Billboard Rises Hope

With the help of Clear Channel Outlook, the Tice family along with Reporters without Borders, unveiled one traditional billboard, which stands along Interstate 610, along three digital billboards.

The campaign was brought to the Clear Channel’s attention by family friends Pam and Bill Wallace. Bill was Austin’s scout master when he was became an eagle scout in Troop 266.

Vice President of Public Affairs at Clear Channel Outlook, Lee Vela, said the idea is to keep people talking.

“It’s very sad when someone is missing for this long, especially a young man with such a bright future,” Vela said.
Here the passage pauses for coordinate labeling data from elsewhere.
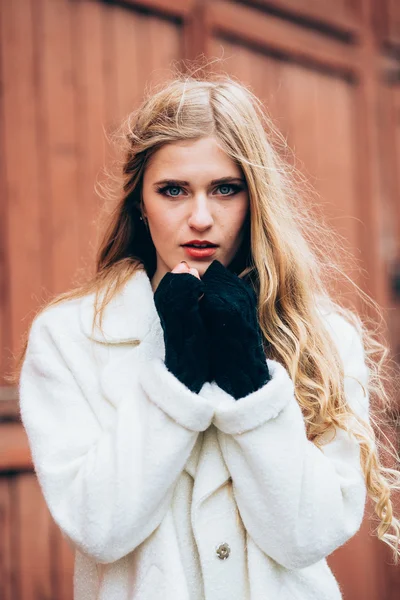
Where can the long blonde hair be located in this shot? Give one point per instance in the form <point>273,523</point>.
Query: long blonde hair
<point>286,259</point>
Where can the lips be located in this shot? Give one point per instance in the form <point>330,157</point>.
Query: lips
<point>200,243</point>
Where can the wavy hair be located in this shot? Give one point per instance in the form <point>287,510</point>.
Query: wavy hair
<point>289,257</point>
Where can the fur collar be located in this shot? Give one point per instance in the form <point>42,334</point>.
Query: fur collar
<point>129,316</point>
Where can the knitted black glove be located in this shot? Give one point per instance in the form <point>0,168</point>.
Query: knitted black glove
<point>229,311</point>
<point>186,345</point>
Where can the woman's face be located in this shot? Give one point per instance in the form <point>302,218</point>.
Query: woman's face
<point>192,190</point>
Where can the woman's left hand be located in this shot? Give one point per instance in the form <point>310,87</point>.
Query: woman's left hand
<point>229,312</point>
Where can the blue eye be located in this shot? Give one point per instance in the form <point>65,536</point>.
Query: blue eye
<point>225,187</point>
<point>170,188</point>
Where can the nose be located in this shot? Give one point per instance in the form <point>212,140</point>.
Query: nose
<point>200,214</point>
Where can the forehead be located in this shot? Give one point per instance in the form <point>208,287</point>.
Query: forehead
<point>189,158</point>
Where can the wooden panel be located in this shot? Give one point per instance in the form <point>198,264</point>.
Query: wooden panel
<point>314,111</point>
<point>88,25</point>
<point>273,33</point>
<point>341,14</point>
<point>22,248</point>
<point>59,118</point>
<point>317,112</point>
<point>6,579</point>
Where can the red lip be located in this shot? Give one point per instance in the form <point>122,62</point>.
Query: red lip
<point>199,242</point>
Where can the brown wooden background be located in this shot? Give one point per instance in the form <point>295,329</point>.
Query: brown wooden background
<point>329,72</point>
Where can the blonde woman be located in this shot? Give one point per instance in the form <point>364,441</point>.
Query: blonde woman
<point>198,413</point>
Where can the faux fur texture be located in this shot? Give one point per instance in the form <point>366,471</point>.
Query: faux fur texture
<point>146,479</point>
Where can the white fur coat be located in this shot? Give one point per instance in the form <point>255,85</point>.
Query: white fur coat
<point>147,480</point>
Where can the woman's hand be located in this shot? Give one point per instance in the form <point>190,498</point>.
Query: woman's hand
<point>229,312</point>
<point>186,342</point>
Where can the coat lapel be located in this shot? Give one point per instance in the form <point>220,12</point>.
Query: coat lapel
<point>131,333</point>
<point>128,316</point>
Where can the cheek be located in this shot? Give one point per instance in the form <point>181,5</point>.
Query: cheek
<point>233,220</point>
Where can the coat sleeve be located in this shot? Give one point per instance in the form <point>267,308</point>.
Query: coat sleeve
<point>297,502</point>
<point>107,488</point>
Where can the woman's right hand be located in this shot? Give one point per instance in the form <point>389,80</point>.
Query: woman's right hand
<point>186,340</point>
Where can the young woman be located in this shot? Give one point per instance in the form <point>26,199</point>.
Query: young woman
<point>198,413</point>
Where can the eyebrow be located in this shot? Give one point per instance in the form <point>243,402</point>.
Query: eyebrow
<point>213,182</point>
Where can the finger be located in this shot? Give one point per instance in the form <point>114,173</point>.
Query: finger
<point>182,267</point>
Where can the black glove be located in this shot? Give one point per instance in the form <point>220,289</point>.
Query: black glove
<point>229,311</point>
<point>186,344</point>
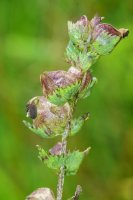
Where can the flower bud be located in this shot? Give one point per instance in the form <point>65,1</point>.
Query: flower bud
<point>78,32</point>
<point>61,86</point>
<point>48,117</point>
<point>56,149</point>
<point>91,39</point>
<point>104,36</point>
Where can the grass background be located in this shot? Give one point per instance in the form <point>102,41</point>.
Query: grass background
<point>33,37</point>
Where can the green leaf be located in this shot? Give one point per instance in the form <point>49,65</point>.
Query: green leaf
<point>77,124</point>
<point>72,52</point>
<point>87,90</point>
<point>105,43</point>
<point>71,161</point>
<point>63,95</point>
<point>86,60</point>
<point>39,131</point>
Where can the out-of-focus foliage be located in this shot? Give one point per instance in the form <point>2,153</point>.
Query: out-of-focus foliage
<point>33,38</point>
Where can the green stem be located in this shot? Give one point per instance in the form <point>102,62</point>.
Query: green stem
<point>62,169</point>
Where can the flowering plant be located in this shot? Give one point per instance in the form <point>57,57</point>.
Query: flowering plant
<point>52,113</point>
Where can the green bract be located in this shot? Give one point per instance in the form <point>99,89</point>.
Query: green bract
<point>52,113</point>
<point>70,161</point>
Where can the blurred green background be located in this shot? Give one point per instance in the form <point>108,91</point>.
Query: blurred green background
<point>33,37</point>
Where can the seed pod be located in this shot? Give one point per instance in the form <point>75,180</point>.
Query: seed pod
<point>41,194</point>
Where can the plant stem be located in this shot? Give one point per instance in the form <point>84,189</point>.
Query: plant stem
<point>62,169</point>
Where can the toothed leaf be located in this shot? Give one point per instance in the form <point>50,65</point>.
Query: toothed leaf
<point>87,90</point>
<point>105,43</point>
<point>63,95</point>
<point>77,124</point>
<point>39,131</point>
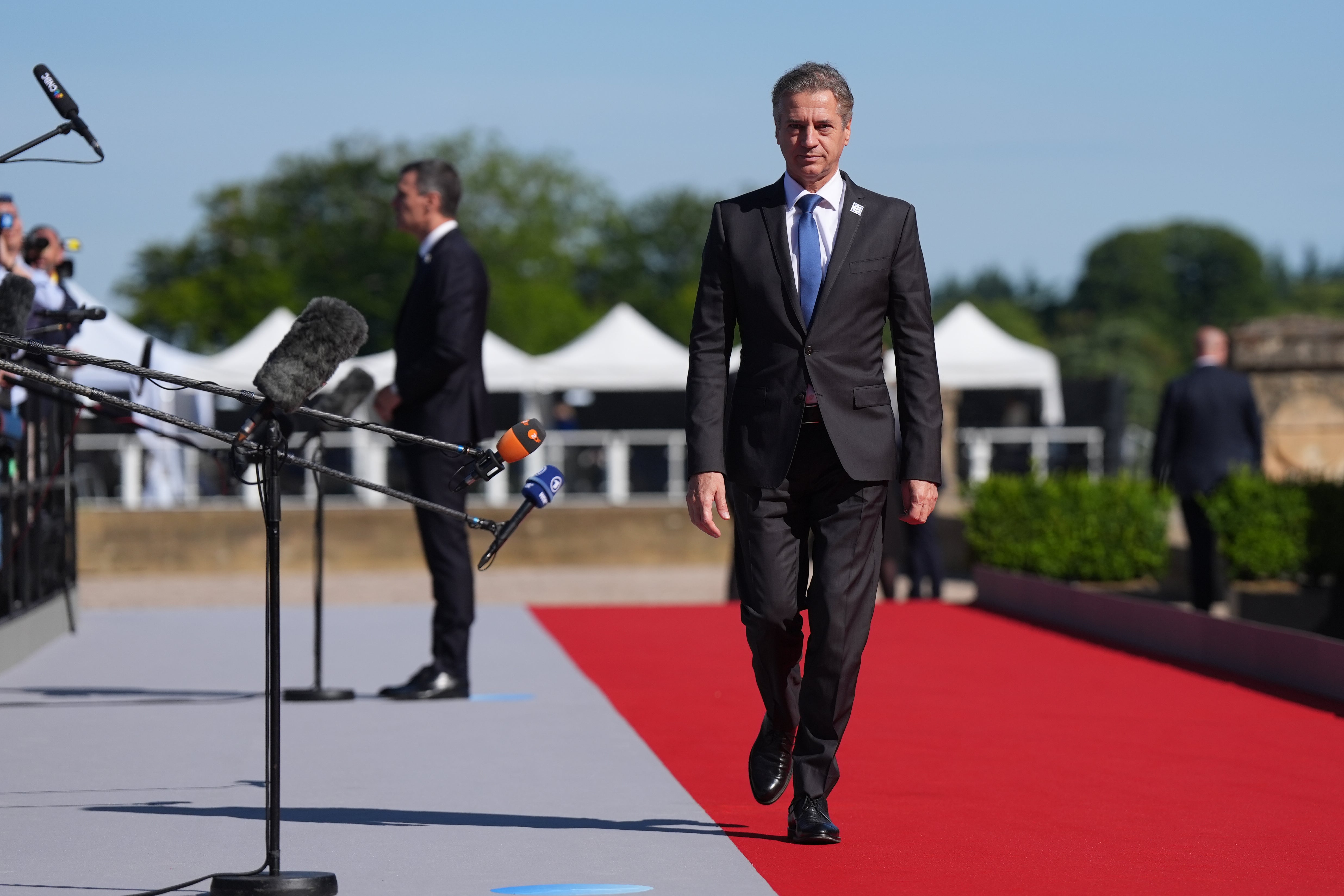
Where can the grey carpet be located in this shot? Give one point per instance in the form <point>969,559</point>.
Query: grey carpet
<point>132,753</point>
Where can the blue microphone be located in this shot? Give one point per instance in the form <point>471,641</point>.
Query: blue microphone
<point>541,490</point>
<point>538,491</point>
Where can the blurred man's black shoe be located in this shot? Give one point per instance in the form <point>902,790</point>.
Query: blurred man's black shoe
<point>771,764</point>
<point>428,684</point>
<point>810,823</point>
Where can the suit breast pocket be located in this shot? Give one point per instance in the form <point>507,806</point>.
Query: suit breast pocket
<point>870,265</point>
<point>752,400</point>
<point>872,396</point>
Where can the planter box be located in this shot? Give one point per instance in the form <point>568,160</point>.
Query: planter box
<point>1299,660</point>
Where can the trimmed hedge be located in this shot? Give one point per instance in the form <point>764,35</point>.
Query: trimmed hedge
<point>1261,526</point>
<point>1069,527</point>
<point>1279,530</point>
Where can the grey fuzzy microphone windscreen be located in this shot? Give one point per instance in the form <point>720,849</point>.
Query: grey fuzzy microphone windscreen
<point>15,304</point>
<point>347,396</point>
<point>323,336</point>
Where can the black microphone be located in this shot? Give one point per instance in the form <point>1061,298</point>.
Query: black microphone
<point>66,107</point>
<point>76,315</point>
<point>538,491</point>
<point>324,335</point>
<point>15,304</point>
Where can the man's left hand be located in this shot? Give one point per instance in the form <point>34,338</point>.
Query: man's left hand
<point>919,500</point>
<point>386,402</point>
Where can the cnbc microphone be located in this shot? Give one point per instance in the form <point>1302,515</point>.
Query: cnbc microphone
<point>538,492</point>
<point>66,108</point>
<point>518,443</point>
<point>323,336</point>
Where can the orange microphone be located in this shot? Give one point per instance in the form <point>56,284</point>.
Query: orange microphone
<point>521,440</point>
<point>518,443</point>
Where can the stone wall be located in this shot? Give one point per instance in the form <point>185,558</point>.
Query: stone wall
<point>1296,365</point>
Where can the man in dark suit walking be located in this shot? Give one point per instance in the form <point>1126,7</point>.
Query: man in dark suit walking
<point>440,391</point>
<point>1209,424</point>
<point>808,270</point>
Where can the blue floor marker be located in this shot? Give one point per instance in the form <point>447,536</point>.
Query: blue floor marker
<point>573,890</point>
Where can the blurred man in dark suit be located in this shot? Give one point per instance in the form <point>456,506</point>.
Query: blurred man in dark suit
<point>1209,425</point>
<point>440,391</point>
<point>808,270</point>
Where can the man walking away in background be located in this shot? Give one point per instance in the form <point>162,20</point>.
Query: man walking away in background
<point>440,391</point>
<point>810,269</point>
<point>1209,425</point>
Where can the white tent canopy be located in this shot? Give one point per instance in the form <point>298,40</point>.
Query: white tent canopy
<point>975,354</point>
<point>621,353</point>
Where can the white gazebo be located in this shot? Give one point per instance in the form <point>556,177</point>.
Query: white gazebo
<point>623,353</point>
<point>975,354</point>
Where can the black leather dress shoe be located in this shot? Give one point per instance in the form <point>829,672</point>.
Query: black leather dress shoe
<point>771,764</point>
<point>810,823</point>
<point>428,684</point>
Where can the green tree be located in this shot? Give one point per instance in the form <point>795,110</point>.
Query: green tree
<point>323,225</point>
<point>1177,279</point>
<point>651,259</point>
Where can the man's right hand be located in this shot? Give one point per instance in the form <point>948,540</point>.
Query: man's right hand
<point>386,402</point>
<point>705,494</point>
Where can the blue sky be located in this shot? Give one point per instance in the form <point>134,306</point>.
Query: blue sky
<point>1022,132</point>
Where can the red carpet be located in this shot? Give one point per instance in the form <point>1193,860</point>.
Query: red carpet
<point>991,757</point>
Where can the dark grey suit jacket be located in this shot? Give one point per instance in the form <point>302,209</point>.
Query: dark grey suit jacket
<point>439,346</point>
<point>877,273</point>
<point>1209,424</point>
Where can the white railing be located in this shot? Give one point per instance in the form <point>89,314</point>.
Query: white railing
<point>980,447</point>
<point>370,456</point>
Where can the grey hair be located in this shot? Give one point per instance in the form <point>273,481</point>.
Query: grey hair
<point>812,77</point>
<point>435,176</point>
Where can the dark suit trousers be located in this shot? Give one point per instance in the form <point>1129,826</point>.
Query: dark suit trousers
<point>447,554</point>
<point>1203,555</point>
<point>843,520</point>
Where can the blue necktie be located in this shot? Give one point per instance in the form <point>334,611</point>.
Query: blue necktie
<point>810,256</point>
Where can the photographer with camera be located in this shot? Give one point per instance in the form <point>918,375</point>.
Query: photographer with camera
<point>11,238</point>
<point>45,256</point>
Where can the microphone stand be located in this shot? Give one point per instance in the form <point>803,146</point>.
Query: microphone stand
<point>64,128</point>
<point>269,452</point>
<point>318,694</point>
<point>271,449</point>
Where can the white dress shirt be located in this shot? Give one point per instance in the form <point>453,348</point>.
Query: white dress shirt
<point>827,216</point>
<point>48,293</point>
<point>435,236</point>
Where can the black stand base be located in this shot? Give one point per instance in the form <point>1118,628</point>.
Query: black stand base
<point>310,883</point>
<point>316,695</point>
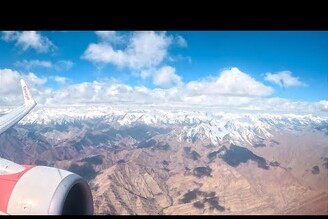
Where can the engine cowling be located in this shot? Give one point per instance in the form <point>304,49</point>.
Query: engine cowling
<point>41,190</point>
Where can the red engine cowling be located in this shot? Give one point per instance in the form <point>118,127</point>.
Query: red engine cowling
<point>41,190</point>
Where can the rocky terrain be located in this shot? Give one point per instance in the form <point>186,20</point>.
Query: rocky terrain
<point>157,161</point>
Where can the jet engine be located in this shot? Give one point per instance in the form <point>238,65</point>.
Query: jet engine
<point>41,190</point>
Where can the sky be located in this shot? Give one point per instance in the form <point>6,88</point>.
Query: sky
<point>269,71</point>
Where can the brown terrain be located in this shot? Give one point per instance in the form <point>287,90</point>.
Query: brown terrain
<point>160,174</point>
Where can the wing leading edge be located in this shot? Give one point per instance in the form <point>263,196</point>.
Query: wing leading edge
<point>14,116</point>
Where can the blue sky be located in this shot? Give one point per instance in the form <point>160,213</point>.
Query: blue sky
<point>237,69</point>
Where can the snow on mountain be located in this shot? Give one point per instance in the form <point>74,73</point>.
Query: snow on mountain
<point>187,124</point>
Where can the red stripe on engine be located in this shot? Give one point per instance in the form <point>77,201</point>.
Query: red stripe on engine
<point>7,185</point>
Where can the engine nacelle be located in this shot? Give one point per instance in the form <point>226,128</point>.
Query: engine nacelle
<point>41,190</point>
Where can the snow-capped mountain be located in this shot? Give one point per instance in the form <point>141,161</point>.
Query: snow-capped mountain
<point>237,128</point>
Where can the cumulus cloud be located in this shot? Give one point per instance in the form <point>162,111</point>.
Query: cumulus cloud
<point>144,50</point>
<point>323,105</point>
<point>284,79</point>
<point>35,63</point>
<point>181,41</point>
<point>10,92</point>
<point>166,76</point>
<point>231,82</point>
<point>29,40</point>
<point>250,94</point>
<point>60,79</point>
<point>110,36</point>
<point>28,64</point>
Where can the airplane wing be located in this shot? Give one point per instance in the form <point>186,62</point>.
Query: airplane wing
<point>14,116</point>
<point>39,190</point>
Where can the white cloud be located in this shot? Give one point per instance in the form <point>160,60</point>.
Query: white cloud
<point>181,41</point>
<point>9,35</point>
<point>28,64</point>
<point>35,63</point>
<point>64,65</point>
<point>10,91</point>
<point>283,79</point>
<point>35,79</point>
<point>9,80</point>
<point>110,36</point>
<point>166,76</point>
<point>208,93</point>
<point>144,49</point>
<point>29,39</point>
<point>231,82</point>
<point>323,104</point>
<point>59,79</point>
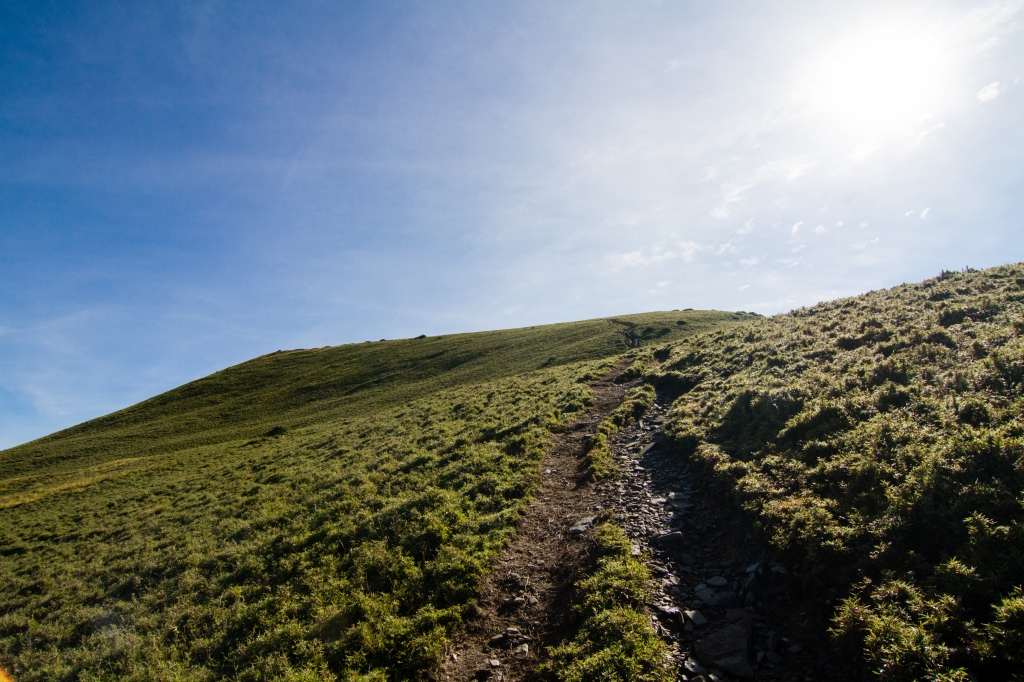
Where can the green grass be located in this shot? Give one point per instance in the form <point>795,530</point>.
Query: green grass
<point>878,441</point>
<point>614,641</point>
<point>636,401</point>
<point>307,515</point>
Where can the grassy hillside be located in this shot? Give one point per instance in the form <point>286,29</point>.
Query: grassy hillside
<point>312,514</point>
<point>877,443</point>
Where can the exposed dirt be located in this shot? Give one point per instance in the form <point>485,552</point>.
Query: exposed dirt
<point>711,571</point>
<point>712,574</point>
<point>524,602</point>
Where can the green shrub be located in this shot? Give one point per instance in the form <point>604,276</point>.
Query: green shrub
<point>614,640</point>
<point>599,460</point>
<point>879,437</point>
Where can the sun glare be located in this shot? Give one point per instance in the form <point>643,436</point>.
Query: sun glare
<point>876,82</point>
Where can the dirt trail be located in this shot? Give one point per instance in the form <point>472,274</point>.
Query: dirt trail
<point>523,604</point>
<point>728,611</point>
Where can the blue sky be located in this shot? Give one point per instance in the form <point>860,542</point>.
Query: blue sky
<point>186,185</point>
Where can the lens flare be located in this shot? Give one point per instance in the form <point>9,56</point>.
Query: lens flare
<point>877,81</point>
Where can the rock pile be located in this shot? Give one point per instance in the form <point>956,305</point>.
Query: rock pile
<point>718,597</point>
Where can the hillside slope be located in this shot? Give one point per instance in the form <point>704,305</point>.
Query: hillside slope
<point>305,515</point>
<point>878,443</point>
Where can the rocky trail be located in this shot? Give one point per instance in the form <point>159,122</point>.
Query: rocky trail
<point>727,610</point>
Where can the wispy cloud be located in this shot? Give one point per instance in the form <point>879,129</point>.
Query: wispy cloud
<point>989,92</point>
<point>732,193</point>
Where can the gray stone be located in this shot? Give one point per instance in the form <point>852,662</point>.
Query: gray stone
<point>727,649</point>
<point>671,540</point>
<point>686,558</point>
<point>719,599</point>
<point>582,525</point>
<point>694,667</point>
<point>740,613</point>
<point>696,616</point>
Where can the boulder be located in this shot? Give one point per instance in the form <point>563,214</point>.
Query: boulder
<point>582,525</point>
<point>727,649</point>
<point>719,599</point>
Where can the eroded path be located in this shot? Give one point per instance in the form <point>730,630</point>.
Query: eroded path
<point>523,605</point>
<point>729,612</point>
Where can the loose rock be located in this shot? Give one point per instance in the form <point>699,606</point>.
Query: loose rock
<point>727,649</point>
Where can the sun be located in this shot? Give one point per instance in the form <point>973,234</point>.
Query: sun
<point>876,81</point>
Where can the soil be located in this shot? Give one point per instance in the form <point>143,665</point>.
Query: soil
<point>540,562</point>
<point>710,546</point>
<point>524,603</point>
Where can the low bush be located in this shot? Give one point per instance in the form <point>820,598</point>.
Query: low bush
<point>879,441</point>
<point>615,640</point>
<point>599,460</point>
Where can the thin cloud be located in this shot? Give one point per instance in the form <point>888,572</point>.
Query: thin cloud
<point>731,194</point>
<point>989,92</point>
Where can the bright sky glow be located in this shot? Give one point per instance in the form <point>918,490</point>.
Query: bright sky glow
<point>879,81</point>
<point>184,185</point>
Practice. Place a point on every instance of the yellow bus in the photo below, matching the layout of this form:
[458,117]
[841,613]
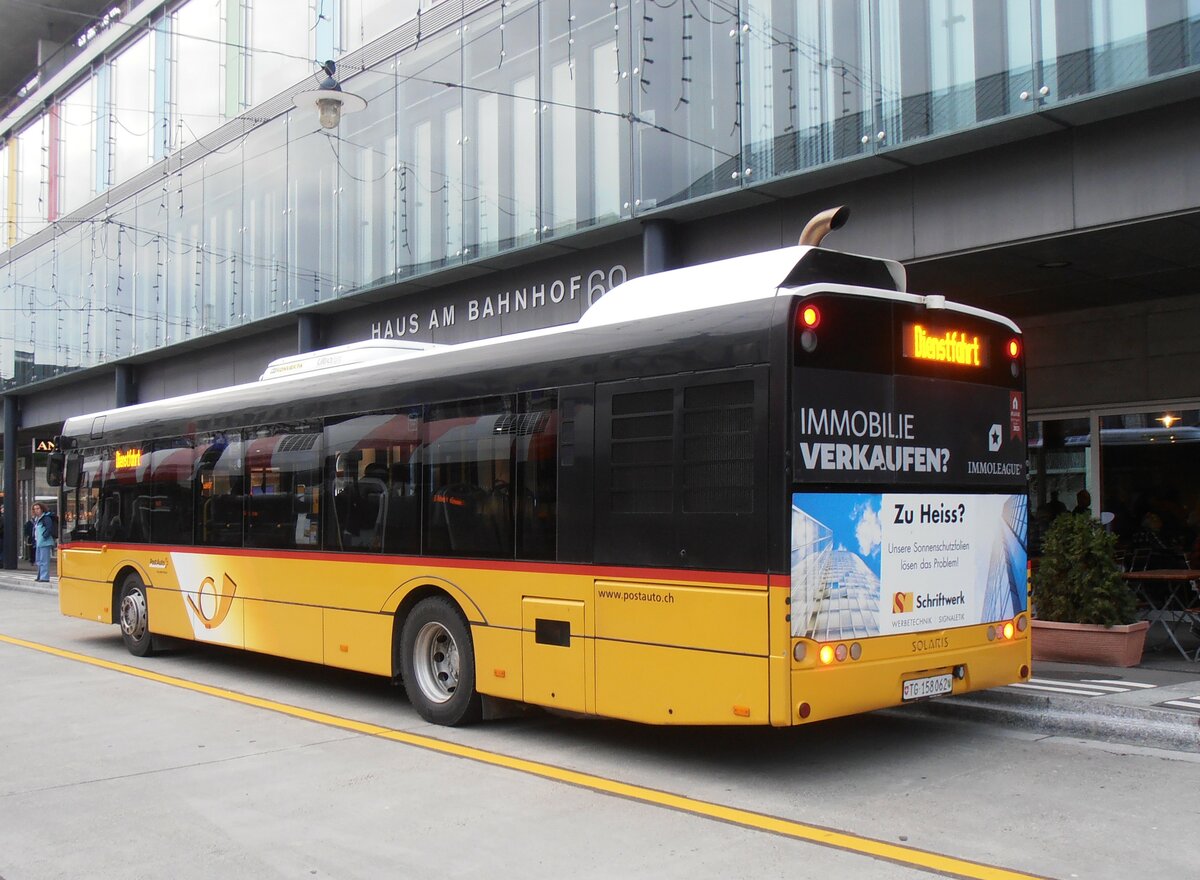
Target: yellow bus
[767,490]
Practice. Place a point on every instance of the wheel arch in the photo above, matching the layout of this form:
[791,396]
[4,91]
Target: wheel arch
[415,594]
[124,570]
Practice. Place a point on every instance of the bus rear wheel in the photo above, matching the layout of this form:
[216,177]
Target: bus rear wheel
[438,664]
[135,618]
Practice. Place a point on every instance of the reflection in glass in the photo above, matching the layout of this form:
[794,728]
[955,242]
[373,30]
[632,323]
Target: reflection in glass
[363,21]
[77,147]
[197,70]
[280,47]
[185,253]
[1151,484]
[688,106]
[117,240]
[222,292]
[367,180]
[312,213]
[33,177]
[430,154]
[501,101]
[808,81]
[585,138]
[264,213]
[150,271]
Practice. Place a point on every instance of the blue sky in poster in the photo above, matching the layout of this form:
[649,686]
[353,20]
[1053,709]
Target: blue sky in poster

Clear Channel Outlook has worked with the National Missing & Exploited Children and other nonprofit organizations in spreading the message out to help find the lost.

“In this case, it’s a bit unique because the missing is a journalist, I don’t think we’d done one of these before,” Vela said.

These new billboards will create 1.6 million market impressions per week according to Vela.

As the image of Austin looms over the city he grew up in, the hope and determination still lives that one day the Tice’s will get their son back home, where his three prestigious awards hang in the wall, waiting for him.

“Sometimes we think… we shouldn’t have told Austin to go, we should have told him to get a desk job to keep him safe,” Marc said. “But the fact is, we do believe that if you’re called for something, you have to go after it. I still believe that.”